Music in the Life of the Believer

Music in the Life of the Believer

I’ve been mulling over and reading about the intersection of music and theology. To be more precise, I’ve wondered about how music can play a part in the life of a Christian to help him or her be more devoted to God, more transformed by the gospel, and more in love with the God who created us to love him with all our being.

Martin Luther said “next to the Word of God, music deserves the highest praise.” From a rather different vantage point, Leonard Bernstein said about Beethoven’s Fifth Symphony “Beethoven … leaves us … with the feeling that something is right in the world, that something checks throughout, something that follows its own laws consistently, something we can trust, that will never let us down.”

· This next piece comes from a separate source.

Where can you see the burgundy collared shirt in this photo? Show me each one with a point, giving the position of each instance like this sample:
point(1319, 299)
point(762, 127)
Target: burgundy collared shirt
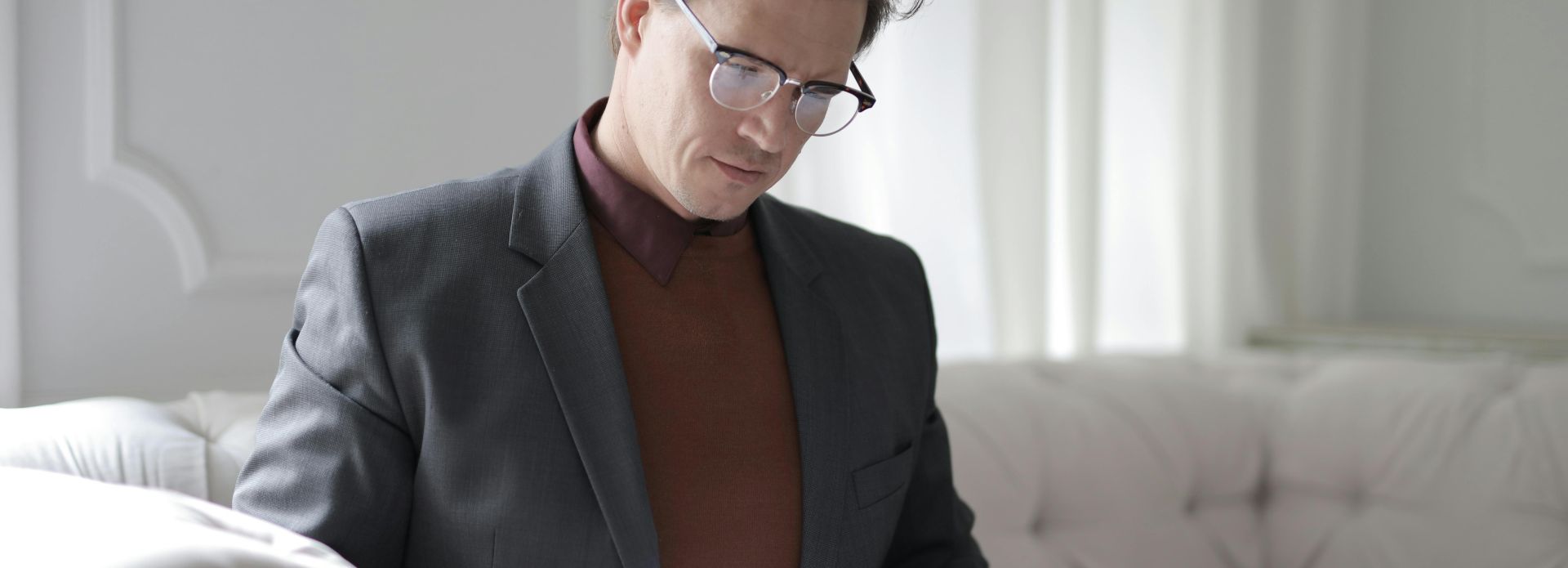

It seems that music serves as a powerful antidote to the pure naturalism that prevails in much of our world today. It’s hard to believe we’re just molecules surrounded by matter when we hear a Bach cantata, a Charlie Parker improvisation, or a Nickel Creek riff.

Biologist and philosopher Lewis Thomas was once asked what one artifact we should send out into space as evidence of human achievement. “I would vote for Bach, all of Bach, streamed out into space, over and over again,” he suggested. Then added ruefully, “We would be bragging, of course.”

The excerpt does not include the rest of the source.